Militant in the struggle
I, a true militant in the Global Struggle, write you from inside the sordid trenches of a Missouri gulag. I recently received a package from you - finally, after a death struggle with pigs to receive my material that had been censored.
I’m headstrong and set in my ways. Prison cells can’t contain or circumscribe my thoughts and ideas. In similar aspects, subjugation/incarceration mirrors social ostracism. In both cases, one is treated as an outcast. That is why, importantly, we must nurture strong identities and, essentially, maintain outside connections and support. We, as prisoners, have something to prove: it is our responsibility to work for positive change, mobilize the masses and endear them to our struggle - and then “shut down” the slave-making prison-industrial-complex.
Throughout my years of incarceration I’ve personally witnessed poignant scenes that have left an indelible mark on my soul; each time I replay these scenes in my mind, I tremble from head to toe…knowing that, somehow, I got to make a change for “me” (and the voiceless, hopeless brothers and sisters dealing with the turmoil of prison.)
To my MIM brothers, sisters and comrades: you have a lifelong supporter, friend, ally in me.
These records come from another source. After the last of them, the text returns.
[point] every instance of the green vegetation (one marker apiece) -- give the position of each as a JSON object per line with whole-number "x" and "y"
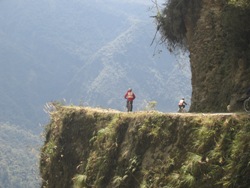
{"x": 101, "y": 148}
{"x": 171, "y": 22}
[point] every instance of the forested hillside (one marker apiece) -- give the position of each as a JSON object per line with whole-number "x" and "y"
{"x": 87, "y": 52}
{"x": 99, "y": 148}
{"x": 217, "y": 35}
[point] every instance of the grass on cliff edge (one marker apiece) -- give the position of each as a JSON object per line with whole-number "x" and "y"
{"x": 147, "y": 149}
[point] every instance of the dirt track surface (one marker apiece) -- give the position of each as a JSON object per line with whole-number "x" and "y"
{"x": 109, "y": 110}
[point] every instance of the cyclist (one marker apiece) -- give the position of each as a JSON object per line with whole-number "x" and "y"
{"x": 130, "y": 96}
{"x": 182, "y": 104}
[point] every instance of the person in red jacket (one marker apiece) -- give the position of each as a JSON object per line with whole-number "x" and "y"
{"x": 130, "y": 96}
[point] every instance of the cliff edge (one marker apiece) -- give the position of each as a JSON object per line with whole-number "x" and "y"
{"x": 86, "y": 147}
{"x": 217, "y": 35}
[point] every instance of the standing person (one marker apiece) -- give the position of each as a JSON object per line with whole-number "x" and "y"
{"x": 182, "y": 105}
{"x": 130, "y": 96}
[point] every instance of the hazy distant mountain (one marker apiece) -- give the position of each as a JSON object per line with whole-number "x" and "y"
{"x": 19, "y": 158}
{"x": 83, "y": 51}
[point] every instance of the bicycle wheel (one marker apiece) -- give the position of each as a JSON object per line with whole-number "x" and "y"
{"x": 247, "y": 105}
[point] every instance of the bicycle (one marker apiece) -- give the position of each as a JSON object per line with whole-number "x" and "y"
{"x": 246, "y": 104}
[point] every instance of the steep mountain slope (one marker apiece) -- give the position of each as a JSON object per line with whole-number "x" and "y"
{"x": 217, "y": 34}
{"x": 18, "y": 157}
{"x": 99, "y": 148}
{"x": 89, "y": 51}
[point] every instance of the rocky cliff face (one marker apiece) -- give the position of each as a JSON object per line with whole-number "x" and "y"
{"x": 220, "y": 56}
{"x": 104, "y": 148}
{"x": 217, "y": 35}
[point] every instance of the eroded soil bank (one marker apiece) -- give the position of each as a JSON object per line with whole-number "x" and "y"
{"x": 87, "y": 147}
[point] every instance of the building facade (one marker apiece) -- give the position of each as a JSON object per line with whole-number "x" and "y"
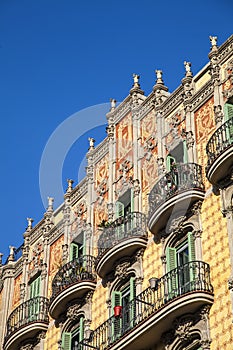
{"x": 140, "y": 254}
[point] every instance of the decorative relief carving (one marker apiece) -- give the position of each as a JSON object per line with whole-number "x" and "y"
{"x": 189, "y": 139}
{"x": 230, "y": 283}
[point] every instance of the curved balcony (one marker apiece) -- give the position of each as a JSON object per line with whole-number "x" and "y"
{"x": 153, "y": 311}
{"x": 175, "y": 192}
{"x": 73, "y": 280}
{"x": 26, "y": 322}
{"x": 219, "y": 151}
{"x": 122, "y": 237}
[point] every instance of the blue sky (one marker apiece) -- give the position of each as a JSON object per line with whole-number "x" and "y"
{"x": 59, "y": 57}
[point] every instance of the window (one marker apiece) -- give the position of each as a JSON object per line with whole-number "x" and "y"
{"x": 125, "y": 205}
{"x": 78, "y": 247}
{"x": 177, "y": 155}
{"x": 124, "y": 298}
{"x": 34, "y": 306}
{"x": 181, "y": 273}
{"x": 228, "y": 109}
{"x": 71, "y": 340}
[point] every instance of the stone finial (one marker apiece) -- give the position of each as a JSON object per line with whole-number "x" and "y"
{"x": 187, "y": 66}
{"x": 91, "y": 143}
{"x": 136, "y": 78}
{"x": 213, "y": 41}
{"x": 70, "y": 185}
{"x": 12, "y": 251}
{"x": 113, "y": 104}
{"x": 29, "y": 226}
{"x": 50, "y": 204}
{"x": 159, "y": 76}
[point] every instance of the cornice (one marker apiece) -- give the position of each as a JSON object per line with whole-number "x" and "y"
{"x": 121, "y": 110}
{"x": 225, "y": 50}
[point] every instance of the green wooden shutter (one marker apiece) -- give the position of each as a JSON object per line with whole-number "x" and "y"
{"x": 172, "y": 277}
{"x": 119, "y": 209}
{"x": 117, "y": 322}
{"x": 73, "y": 251}
{"x": 169, "y": 161}
{"x": 192, "y": 257}
{"x": 120, "y": 213}
{"x": 66, "y": 341}
{"x": 132, "y": 300}
{"x": 132, "y": 200}
{"x": 81, "y": 329}
{"x": 228, "y": 108}
{"x": 185, "y": 154}
{"x": 191, "y": 245}
{"x": 34, "y": 307}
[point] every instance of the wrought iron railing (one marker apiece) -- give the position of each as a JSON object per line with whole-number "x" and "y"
{"x": 182, "y": 177}
{"x": 75, "y": 271}
{"x": 191, "y": 277}
{"x": 32, "y": 310}
{"x": 132, "y": 225}
{"x": 219, "y": 141}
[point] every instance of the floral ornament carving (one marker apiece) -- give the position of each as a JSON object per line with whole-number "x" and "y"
{"x": 101, "y": 190}
{"x": 230, "y": 283}
{"x": 189, "y": 139}
{"x": 28, "y": 346}
{"x": 36, "y": 263}
{"x": 150, "y": 144}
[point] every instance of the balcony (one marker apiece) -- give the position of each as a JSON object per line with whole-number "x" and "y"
{"x": 219, "y": 151}
{"x": 72, "y": 281}
{"x": 152, "y": 312}
{"x": 123, "y": 237}
{"x": 175, "y": 192}
{"x": 26, "y": 322}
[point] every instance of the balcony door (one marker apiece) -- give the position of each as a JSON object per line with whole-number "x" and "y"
{"x": 124, "y": 298}
{"x": 34, "y": 302}
{"x": 71, "y": 340}
{"x": 181, "y": 273}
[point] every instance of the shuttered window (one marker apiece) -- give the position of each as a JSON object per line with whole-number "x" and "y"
{"x": 71, "y": 340}
{"x": 182, "y": 272}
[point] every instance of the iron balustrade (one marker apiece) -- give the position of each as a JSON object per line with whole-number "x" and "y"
{"x": 191, "y": 277}
{"x": 32, "y": 310}
{"x": 75, "y": 271}
{"x": 182, "y": 177}
{"x": 131, "y": 225}
{"x": 219, "y": 141}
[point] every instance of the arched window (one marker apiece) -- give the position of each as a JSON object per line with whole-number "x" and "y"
{"x": 71, "y": 340}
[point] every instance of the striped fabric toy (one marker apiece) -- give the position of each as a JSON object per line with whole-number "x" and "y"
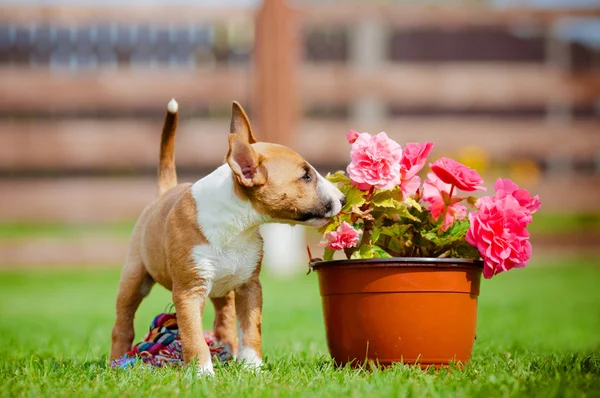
{"x": 162, "y": 346}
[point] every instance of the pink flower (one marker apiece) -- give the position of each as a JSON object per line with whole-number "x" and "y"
{"x": 344, "y": 236}
{"x": 459, "y": 175}
{"x": 351, "y": 136}
{"x": 414, "y": 157}
{"x": 433, "y": 192}
{"x": 375, "y": 162}
{"x": 506, "y": 187}
{"x": 499, "y": 228}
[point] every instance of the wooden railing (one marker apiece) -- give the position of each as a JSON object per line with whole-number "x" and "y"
{"x": 279, "y": 87}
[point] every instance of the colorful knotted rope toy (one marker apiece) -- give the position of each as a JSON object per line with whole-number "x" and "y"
{"x": 162, "y": 346}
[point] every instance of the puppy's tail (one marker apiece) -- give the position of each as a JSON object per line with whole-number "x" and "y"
{"x": 167, "y": 175}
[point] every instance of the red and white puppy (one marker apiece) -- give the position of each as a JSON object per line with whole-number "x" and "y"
{"x": 202, "y": 240}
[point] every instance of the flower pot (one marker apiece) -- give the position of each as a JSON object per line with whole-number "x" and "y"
{"x": 412, "y": 310}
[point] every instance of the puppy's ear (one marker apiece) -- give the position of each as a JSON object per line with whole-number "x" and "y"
{"x": 240, "y": 125}
{"x": 245, "y": 163}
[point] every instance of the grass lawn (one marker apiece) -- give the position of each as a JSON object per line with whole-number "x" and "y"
{"x": 538, "y": 335}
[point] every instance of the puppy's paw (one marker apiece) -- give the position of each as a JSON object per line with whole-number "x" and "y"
{"x": 205, "y": 370}
{"x": 250, "y": 359}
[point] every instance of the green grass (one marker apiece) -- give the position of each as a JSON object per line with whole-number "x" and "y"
{"x": 538, "y": 335}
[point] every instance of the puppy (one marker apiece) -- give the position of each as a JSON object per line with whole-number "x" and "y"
{"x": 202, "y": 240}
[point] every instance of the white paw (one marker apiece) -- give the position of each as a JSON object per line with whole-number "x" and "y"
{"x": 249, "y": 358}
{"x": 205, "y": 370}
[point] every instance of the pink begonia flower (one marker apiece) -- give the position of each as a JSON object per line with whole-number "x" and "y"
{"x": 344, "y": 236}
{"x": 432, "y": 193}
{"x": 351, "y": 136}
{"x": 414, "y": 157}
{"x": 506, "y": 187}
{"x": 459, "y": 175}
{"x": 375, "y": 162}
{"x": 499, "y": 228}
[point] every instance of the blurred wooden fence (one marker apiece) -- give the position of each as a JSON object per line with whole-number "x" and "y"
{"x": 280, "y": 86}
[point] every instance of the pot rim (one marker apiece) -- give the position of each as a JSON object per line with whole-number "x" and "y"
{"x": 421, "y": 262}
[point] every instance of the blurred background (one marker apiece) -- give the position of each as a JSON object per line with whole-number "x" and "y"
{"x": 509, "y": 87}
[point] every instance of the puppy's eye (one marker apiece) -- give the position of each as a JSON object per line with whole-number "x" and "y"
{"x": 307, "y": 176}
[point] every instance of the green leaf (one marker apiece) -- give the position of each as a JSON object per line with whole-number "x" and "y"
{"x": 386, "y": 199}
{"x": 338, "y": 177}
{"x": 354, "y": 197}
{"x": 328, "y": 254}
{"x": 378, "y": 252}
{"x": 396, "y": 246}
{"x": 400, "y": 211}
{"x": 375, "y": 233}
{"x": 395, "y": 230}
{"x": 365, "y": 251}
{"x": 456, "y": 232}
{"x": 410, "y": 202}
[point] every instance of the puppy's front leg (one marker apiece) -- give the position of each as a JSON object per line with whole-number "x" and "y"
{"x": 189, "y": 321}
{"x": 248, "y": 306}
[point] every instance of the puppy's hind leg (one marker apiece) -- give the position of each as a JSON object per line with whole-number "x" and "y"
{"x": 224, "y": 325}
{"x": 135, "y": 284}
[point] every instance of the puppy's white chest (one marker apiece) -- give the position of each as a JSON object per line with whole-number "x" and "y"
{"x": 226, "y": 267}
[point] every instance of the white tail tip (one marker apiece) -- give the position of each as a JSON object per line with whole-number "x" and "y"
{"x": 173, "y": 106}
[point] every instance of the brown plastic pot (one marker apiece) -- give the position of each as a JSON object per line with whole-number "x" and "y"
{"x": 412, "y": 310}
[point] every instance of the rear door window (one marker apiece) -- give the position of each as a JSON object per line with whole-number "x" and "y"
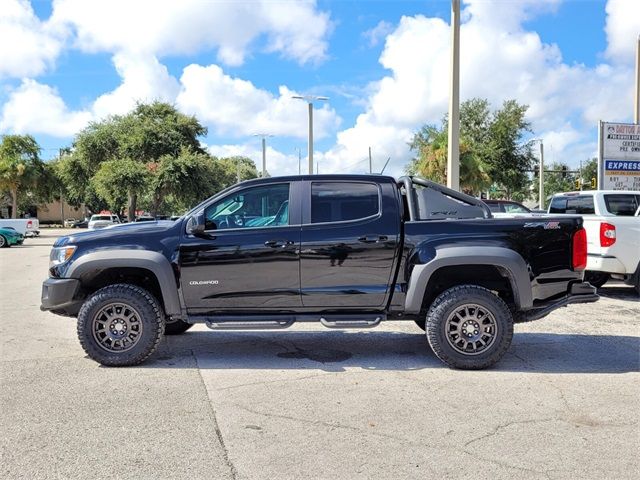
{"x": 581, "y": 205}
{"x": 623, "y": 205}
{"x": 343, "y": 201}
{"x": 558, "y": 205}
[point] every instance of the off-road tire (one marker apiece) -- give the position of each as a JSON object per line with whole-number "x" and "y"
{"x": 151, "y": 318}
{"x": 597, "y": 279}
{"x": 176, "y": 327}
{"x": 446, "y": 304}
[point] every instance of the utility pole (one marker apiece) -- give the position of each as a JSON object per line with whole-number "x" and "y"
{"x": 264, "y": 151}
{"x": 61, "y": 196}
{"x": 310, "y": 99}
{"x": 636, "y": 107}
{"x": 541, "y": 175}
{"x": 453, "y": 146}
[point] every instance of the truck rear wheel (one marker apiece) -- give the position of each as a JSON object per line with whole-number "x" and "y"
{"x": 120, "y": 325}
{"x": 176, "y": 326}
{"x": 468, "y": 327}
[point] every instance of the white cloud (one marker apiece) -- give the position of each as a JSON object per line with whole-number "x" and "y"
{"x": 296, "y": 30}
{"x": 27, "y": 46}
{"x": 375, "y": 35}
{"x": 38, "y": 109}
{"x": 622, "y": 28}
{"x": 500, "y": 60}
{"x": 144, "y": 79}
{"x": 278, "y": 163}
{"x": 236, "y": 107}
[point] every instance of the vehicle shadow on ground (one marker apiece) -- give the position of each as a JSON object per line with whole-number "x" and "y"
{"x": 620, "y": 292}
{"x": 336, "y": 351}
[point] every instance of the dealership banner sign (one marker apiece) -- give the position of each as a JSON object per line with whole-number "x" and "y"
{"x": 619, "y": 156}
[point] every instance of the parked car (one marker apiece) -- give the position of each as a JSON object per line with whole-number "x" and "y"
{"x": 509, "y": 208}
{"x": 346, "y": 251}
{"x": 145, "y": 218}
{"x": 9, "y": 236}
{"x": 102, "y": 221}
{"x": 613, "y": 232}
{"x": 29, "y": 227}
{"x": 81, "y": 224}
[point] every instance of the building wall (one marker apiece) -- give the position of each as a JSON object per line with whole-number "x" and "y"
{"x": 50, "y": 212}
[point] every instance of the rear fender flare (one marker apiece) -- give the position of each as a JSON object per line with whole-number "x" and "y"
{"x": 91, "y": 263}
{"x": 510, "y": 262}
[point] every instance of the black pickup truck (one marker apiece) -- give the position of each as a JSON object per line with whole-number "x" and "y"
{"x": 342, "y": 250}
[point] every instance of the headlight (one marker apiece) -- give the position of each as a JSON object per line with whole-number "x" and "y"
{"x": 59, "y": 255}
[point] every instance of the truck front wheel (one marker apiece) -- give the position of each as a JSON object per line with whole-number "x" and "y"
{"x": 468, "y": 327}
{"x": 120, "y": 325}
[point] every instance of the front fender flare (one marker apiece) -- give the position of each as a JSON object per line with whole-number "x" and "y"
{"x": 153, "y": 261}
{"x": 508, "y": 260}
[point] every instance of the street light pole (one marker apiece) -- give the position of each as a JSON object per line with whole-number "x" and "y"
{"x": 636, "y": 107}
{"x": 264, "y": 151}
{"x": 541, "y": 174}
{"x": 310, "y": 99}
{"x": 453, "y": 144}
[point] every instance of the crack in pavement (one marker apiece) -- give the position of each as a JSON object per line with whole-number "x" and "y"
{"x": 390, "y": 437}
{"x": 225, "y": 451}
{"x": 507, "y": 425}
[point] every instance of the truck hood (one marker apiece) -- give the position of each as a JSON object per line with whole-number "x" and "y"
{"x": 116, "y": 233}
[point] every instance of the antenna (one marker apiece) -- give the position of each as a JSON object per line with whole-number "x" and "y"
{"x": 385, "y": 165}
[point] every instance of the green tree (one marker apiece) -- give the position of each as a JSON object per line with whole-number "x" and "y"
{"x": 117, "y": 181}
{"x": 146, "y": 134}
{"x": 505, "y": 153}
{"x": 491, "y": 148}
{"x": 237, "y": 169}
{"x": 20, "y": 166}
{"x": 555, "y": 182}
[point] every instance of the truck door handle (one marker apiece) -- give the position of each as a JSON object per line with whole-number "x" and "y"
{"x": 278, "y": 243}
{"x": 372, "y": 239}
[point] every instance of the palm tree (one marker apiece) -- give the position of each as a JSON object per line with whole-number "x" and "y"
{"x": 20, "y": 165}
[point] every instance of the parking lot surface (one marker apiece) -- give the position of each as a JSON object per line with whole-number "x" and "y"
{"x": 309, "y": 402}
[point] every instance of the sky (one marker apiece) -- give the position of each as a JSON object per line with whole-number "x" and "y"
{"x": 236, "y": 64}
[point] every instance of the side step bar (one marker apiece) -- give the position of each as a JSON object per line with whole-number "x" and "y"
{"x": 354, "y": 322}
{"x": 276, "y": 322}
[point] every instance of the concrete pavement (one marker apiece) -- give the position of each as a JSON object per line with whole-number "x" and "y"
{"x": 315, "y": 403}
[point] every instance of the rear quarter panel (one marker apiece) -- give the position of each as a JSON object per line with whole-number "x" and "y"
{"x": 545, "y": 244}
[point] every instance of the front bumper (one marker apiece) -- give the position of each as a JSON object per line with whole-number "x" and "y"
{"x": 582, "y": 292}
{"x": 59, "y": 295}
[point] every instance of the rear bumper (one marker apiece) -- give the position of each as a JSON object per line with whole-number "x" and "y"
{"x": 605, "y": 263}
{"x": 59, "y": 296}
{"x": 578, "y": 293}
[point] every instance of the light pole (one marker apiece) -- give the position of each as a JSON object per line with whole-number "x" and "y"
{"x": 540, "y": 174}
{"x": 453, "y": 144}
{"x": 264, "y": 137}
{"x": 636, "y": 107}
{"x": 310, "y": 99}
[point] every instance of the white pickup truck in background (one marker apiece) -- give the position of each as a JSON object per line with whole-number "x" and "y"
{"x": 612, "y": 222}
{"x": 29, "y": 227}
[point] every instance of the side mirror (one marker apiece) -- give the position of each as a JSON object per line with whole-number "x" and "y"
{"x": 196, "y": 227}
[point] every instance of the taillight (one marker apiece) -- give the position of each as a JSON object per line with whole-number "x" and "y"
{"x": 579, "y": 255}
{"x": 607, "y": 234}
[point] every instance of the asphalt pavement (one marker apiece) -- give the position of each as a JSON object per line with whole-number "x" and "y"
{"x": 309, "y": 402}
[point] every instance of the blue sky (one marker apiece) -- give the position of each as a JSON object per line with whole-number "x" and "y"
{"x": 383, "y": 64}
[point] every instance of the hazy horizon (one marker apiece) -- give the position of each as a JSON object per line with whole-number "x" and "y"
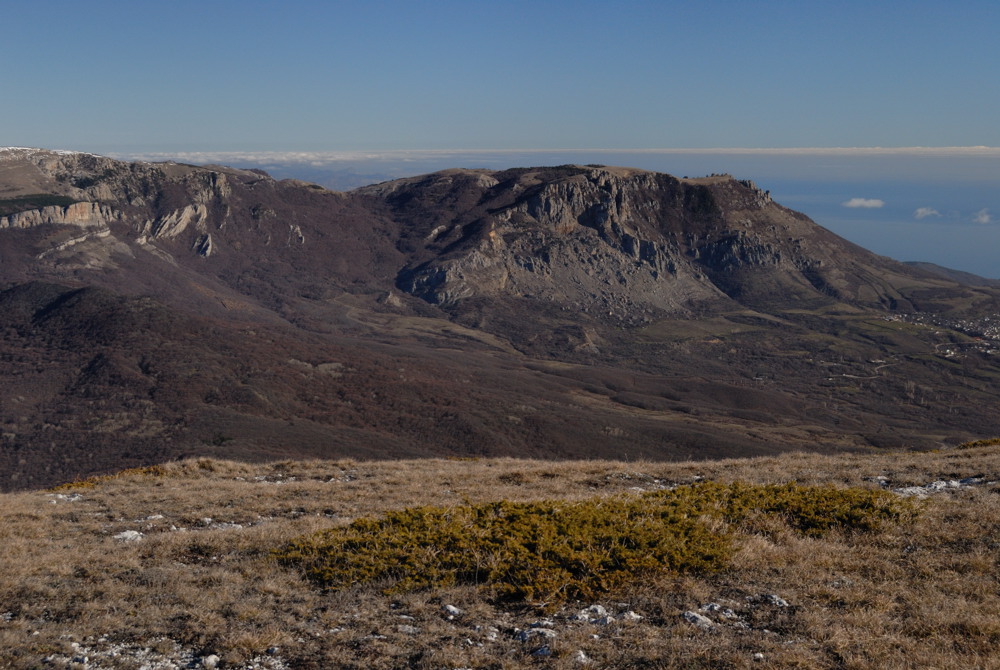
{"x": 938, "y": 205}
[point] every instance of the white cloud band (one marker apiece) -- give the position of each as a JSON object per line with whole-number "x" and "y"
{"x": 866, "y": 203}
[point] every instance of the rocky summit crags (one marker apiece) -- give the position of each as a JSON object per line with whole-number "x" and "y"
{"x": 156, "y": 310}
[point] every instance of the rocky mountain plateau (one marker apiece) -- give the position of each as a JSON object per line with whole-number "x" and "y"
{"x": 155, "y": 311}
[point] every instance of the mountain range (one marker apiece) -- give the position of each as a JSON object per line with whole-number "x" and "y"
{"x": 153, "y": 311}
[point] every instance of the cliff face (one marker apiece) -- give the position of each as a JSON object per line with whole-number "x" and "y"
{"x": 156, "y": 310}
{"x": 618, "y": 243}
{"x": 623, "y": 243}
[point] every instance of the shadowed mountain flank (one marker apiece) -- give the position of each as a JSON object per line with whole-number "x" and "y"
{"x": 157, "y": 310}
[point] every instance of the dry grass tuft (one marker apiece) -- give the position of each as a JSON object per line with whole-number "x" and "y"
{"x": 794, "y": 591}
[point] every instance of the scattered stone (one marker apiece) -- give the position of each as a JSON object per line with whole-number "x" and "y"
{"x": 542, "y": 623}
{"x": 716, "y": 608}
{"x": 939, "y": 486}
{"x": 698, "y": 620}
{"x": 451, "y": 611}
{"x": 769, "y": 599}
{"x": 527, "y": 635}
{"x": 590, "y": 613}
{"x": 129, "y": 536}
{"x": 65, "y": 497}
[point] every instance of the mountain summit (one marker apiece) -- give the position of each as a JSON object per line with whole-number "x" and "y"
{"x": 155, "y": 310}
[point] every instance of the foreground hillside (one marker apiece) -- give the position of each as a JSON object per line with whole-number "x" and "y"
{"x": 186, "y": 565}
{"x": 156, "y": 311}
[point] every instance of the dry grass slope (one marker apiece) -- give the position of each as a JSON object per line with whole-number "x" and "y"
{"x": 919, "y": 591}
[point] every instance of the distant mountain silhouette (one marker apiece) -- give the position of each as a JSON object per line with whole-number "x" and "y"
{"x": 152, "y": 311}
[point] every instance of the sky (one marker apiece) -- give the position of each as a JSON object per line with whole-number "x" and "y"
{"x": 488, "y": 82}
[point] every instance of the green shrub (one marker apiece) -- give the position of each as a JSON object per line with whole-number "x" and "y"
{"x": 35, "y": 201}
{"x": 554, "y": 551}
{"x": 990, "y": 442}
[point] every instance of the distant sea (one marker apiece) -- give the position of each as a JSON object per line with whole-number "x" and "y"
{"x": 937, "y": 205}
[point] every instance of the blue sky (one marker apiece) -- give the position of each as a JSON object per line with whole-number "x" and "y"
{"x": 218, "y": 75}
{"x": 356, "y": 85}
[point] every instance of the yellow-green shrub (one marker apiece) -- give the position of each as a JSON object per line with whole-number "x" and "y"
{"x": 553, "y": 551}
I’m scheduled to be released in the next 2.5 years, and the enemy is doing everything in its power to prevent my emancipation (they have me facing trumped up criminal charges for allegedly committing violence on a DOC employee.)
So stand with me in solidarity to eradicate this beast of property (PIC)! From the trenches, to the streets - can’t no concrete tomb hold my body down, still I rise!